Valerio Pascucci

Valerio Pascucci
University of Utah

Time: Friday, March. 20 12:30 PM - 1:30 PM      Location: MKB 622

The National Science Data Fabric and its evolution into a federated omnicloud for AI development

Abstract:

Modern science, with its explosion of data from instruments, sensors, and simulations, urgently requires a national cyberinfrastructure to break down barriers to discovery and ensure broad access.

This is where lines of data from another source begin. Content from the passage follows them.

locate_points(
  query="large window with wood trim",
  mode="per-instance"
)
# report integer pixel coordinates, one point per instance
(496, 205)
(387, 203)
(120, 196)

This presentation introduces the National Science Data Fabric (NSDF), a production-grade, national-scale cyberinfrastructure. NSDF is designed to deliver peta-scalable FAIR data services, seamlessly integrating them into computing resources both from public clouds and High-Performance Computing (HPC) environments. NSDF has successfully supported a diverse range of scientific endeavors, including experiments at the Cornell Synchrotron Light Source, Dark Matter studies utilizing SLAC data, weather and climate research at NASA, support for autonomous laboratories at DOE national labs, and the development of AI tools for advanced precision surgery. The talk will also discuss how the NSDF tools and experience allowed the introduction of "ATLAS—Advanced Training and Learning at Scale" a national omnicloud for complete AI development in medicine. ATLAS, which involves over 30 institutions, features a comprehensive cyberinfrastructure offering the following services:

  • Data Marketplace: A complete representation of the US population's data.
  • Computing and Storage: Virtually unlimited growth potential in computing and storage, leveraging hyperscalers like Google and leadership computing environments such as TACC and ALCF.
  • AI Tools and Services: A full suite of tools for data searching, data deduplication and harmonization, annotation services for AI training, and clinical and regulatory consulting.
  • Federated Learning Framework: The ATLAS system enables the use of images from multiple hospitals and secure enclaves without requiring any data to be moved outside the institution of origin.
The talk will close with a few considerations on how to reconnect ATLAS to the original NSDF design and make most of its services domain-agnostic so they can be applied to other applications with societal impact, such as manufacturing and materials science.

Bio:

Valerio Pascucci is the founding Director of the Center for Extreme Data Management Analysis and Visualization (CEDMAV), a Faculty of the Scientific Computing and Imaging Institute (Inaugural John R. Parks Endowed Chair), a Professor of the School of Computing of the University of Utah, and DOE Laboratory Fellow of PNNL. Valerio has received the 2022 IEEE VGCT Visualization Technical Achievement Award and the 2022-2023 Distinguished Research Award (DRA) from the University of Utah and has been inducted into the IEEE VGTC Visualization Academy in 2022. Valerio is also the President of ViSOAR LLC, a University of Utah spin-off, and the founder of Data Intensive Science, a 501(c) nonprofit providing outreach and training to promote the use of advanced technologies for science and engineering. Valerio's research interests include Big Data management and analytics, progressive multi-resolution techniques in scientific visualization, discrete topology, and compression. Valerio is the coauthor of more than three hundred refereed journal and conference papers and was an Associate Editor of the IEEE Transactions on Visualization and Computer Graphics.